Well it’s the start of a new month so I thought Id make some goals and then follow-up with them at the end of the month (Ive seen other bloggers do this and I like it). Anyways October went pretty well with a total of about 8.2lbs, not quite the 10lbs I was shooting for but not bad. Im down to an average of 2 lbs a week which is good and bad, good because its the healthy amount and it means if I reach my goal and dont go past a 2lb average then I could apply to be a WW *results not typical* success story. Bad because I was at a good 2.5 through August but things have slowed down a bit. I still have 19lbs to lose by January 1st so finger crossed that the next two months (and two holidays) dont get the best of me.
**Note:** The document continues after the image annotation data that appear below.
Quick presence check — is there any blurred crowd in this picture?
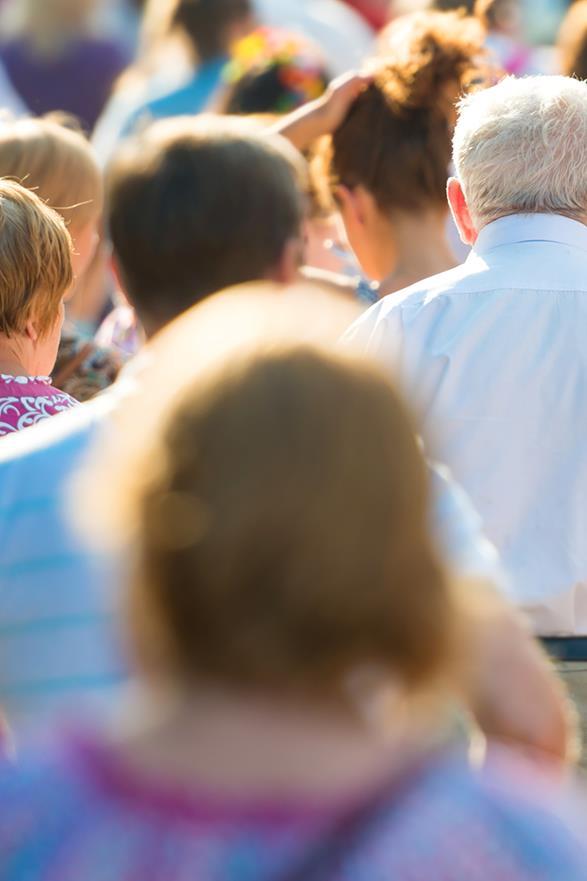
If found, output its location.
[0,0,587,881]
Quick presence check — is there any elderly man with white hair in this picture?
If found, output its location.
[348,76,587,728]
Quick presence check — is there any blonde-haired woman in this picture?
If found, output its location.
[0,180,77,437]
[0,290,587,881]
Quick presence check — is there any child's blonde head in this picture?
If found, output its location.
[0,115,103,236]
[0,180,73,337]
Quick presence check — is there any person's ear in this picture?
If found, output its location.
[446,177,479,245]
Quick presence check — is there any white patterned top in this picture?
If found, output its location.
[0,373,78,437]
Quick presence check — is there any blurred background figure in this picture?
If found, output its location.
[557,0,587,80]
[0,0,129,131]
[94,0,254,163]
[346,0,392,32]
[254,0,373,76]
[0,285,587,881]
[220,28,330,115]
[474,0,532,76]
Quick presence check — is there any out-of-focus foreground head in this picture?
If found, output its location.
[451,76,587,231]
[84,285,455,698]
[107,116,305,334]
[328,12,484,278]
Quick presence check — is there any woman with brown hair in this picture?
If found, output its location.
[0,288,587,881]
[281,12,483,296]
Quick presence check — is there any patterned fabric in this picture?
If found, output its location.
[53,325,124,402]
[0,373,78,437]
[94,304,144,361]
[0,740,587,881]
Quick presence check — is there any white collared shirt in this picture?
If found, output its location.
[347,214,587,635]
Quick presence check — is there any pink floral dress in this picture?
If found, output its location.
[0,373,78,437]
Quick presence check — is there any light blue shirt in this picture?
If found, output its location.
[0,396,123,733]
[347,214,587,635]
[122,56,228,136]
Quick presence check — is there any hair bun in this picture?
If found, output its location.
[375,12,484,115]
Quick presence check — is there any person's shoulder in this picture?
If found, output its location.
[374,748,587,881]
[344,261,472,346]
[0,748,89,868]
[0,396,111,474]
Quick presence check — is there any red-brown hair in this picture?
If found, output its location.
[329,12,483,213]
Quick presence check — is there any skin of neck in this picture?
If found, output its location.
[371,209,457,296]
[0,334,36,376]
[105,672,446,799]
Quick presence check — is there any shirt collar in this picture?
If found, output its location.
[473,214,587,255]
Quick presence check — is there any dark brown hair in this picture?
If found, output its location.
[107,117,304,331]
[558,0,587,80]
[171,0,253,61]
[330,12,483,212]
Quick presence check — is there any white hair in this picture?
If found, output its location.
[453,76,587,228]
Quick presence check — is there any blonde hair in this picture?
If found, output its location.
[86,285,455,698]
[0,114,103,232]
[453,76,587,226]
[0,180,73,337]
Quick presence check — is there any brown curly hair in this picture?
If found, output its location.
[327,12,483,213]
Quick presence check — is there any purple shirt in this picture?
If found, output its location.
[0,739,587,881]
[0,37,128,131]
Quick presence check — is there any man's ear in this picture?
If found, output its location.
[446,177,479,245]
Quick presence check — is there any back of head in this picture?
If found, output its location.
[330,12,483,213]
[170,0,253,61]
[107,117,304,332]
[558,0,587,80]
[0,180,73,337]
[454,76,587,227]
[223,28,330,114]
[86,290,454,699]
[0,115,103,232]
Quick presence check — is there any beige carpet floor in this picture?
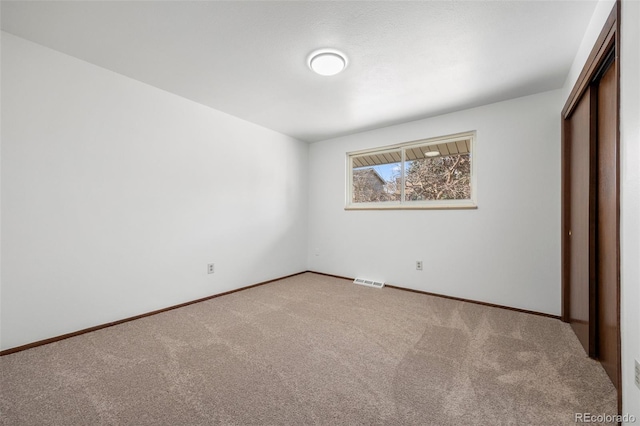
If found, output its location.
[0,273,616,426]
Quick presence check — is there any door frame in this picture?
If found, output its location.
[561,0,622,412]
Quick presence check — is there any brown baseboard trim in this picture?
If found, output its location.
[0,271,307,356]
[307,271,560,320]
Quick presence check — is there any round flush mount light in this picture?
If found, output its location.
[307,49,347,76]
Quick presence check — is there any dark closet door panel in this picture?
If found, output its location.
[565,89,595,355]
[597,61,620,387]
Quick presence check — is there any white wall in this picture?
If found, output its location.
[1,33,308,349]
[309,91,562,315]
[562,0,616,101]
[620,0,640,421]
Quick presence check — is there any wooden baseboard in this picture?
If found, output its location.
[0,271,560,356]
[0,271,306,356]
[307,271,560,320]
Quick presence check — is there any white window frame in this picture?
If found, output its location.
[345,130,478,210]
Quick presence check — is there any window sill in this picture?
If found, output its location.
[344,203,478,210]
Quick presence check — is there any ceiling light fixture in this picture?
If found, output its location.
[307,49,347,76]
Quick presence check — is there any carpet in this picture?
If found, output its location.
[0,273,617,426]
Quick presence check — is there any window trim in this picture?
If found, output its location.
[344,130,478,210]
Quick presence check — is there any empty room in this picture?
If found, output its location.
[0,0,640,426]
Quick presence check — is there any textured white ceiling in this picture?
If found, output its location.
[1,0,596,142]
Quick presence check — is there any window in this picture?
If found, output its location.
[346,132,476,209]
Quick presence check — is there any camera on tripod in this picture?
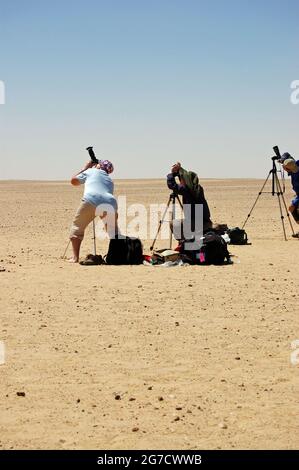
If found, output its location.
[272,145,282,162]
[86,147,99,164]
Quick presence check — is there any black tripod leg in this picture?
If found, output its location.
[276,175,295,235]
[241,170,272,229]
[150,196,171,251]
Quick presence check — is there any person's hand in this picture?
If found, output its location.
[171,162,181,173]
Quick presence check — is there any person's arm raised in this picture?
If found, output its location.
[71,160,94,186]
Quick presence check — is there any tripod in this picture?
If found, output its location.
[150,192,183,251]
[242,156,295,241]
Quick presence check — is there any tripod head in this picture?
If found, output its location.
[86,147,99,163]
[272,145,281,161]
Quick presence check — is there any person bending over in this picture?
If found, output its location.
[70,160,118,263]
[167,162,213,240]
[282,153,299,224]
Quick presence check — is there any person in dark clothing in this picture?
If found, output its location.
[167,162,213,240]
[282,154,299,224]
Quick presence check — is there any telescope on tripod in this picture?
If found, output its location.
[242,145,295,241]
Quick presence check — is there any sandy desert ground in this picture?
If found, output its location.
[0,180,299,449]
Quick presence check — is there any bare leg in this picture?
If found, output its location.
[70,238,82,263]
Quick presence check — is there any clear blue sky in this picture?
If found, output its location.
[0,0,299,179]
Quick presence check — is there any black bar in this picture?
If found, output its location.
[0,450,299,470]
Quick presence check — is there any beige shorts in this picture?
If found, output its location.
[70,201,96,240]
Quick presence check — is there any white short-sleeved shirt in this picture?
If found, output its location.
[76,168,117,210]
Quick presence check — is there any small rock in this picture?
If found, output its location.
[218,423,227,429]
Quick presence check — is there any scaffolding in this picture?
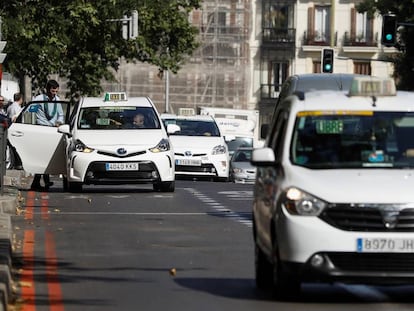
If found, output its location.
[105,0,252,113]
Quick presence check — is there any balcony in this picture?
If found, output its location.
[302,31,338,46]
[262,27,296,48]
[343,32,378,47]
[342,32,379,54]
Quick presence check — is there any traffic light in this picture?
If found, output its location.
[322,49,335,73]
[381,14,397,46]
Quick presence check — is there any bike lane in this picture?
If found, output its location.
[17,191,64,311]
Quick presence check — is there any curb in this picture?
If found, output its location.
[0,170,28,311]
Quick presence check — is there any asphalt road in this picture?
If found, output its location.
[12,180,414,311]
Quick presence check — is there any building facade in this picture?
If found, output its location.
[104,0,396,123]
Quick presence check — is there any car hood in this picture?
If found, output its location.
[74,130,167,149]
[170,135,225,152]
[285,167,414,204]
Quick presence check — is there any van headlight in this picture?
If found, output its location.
[73,139,95,153]
[282,188,327,216]
[150,138,170,153]
[212,145,227,154]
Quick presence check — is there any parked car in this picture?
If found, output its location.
[230,147,256,184]
[8,92,175,192]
Speaking of Holidays I will be posting a holiday recipe at the bottom of each blog post from now through the new year incase your looking for inspiration. Im really excited to do healthy holiday cooking this year and to not over indulge. I will also be doing a follow-up TIPS ON EATING: LUNCH and SNACK this week so stay tuned!

Ok onto the goals!

GOAL ONE: lose between 8-10lbs for November

GOAL TWO: Limit carbs as snacks

GOAL THREE: Get in bed by 9:30 so I have more time in the morning for breakfast and ME time

GOAL FOUR: Scrapbook (I want to finish our last years scrapbook so I can start on this years)

GOAL FIVE: Do FREE outdoor weekend activities (working out and Saving money!)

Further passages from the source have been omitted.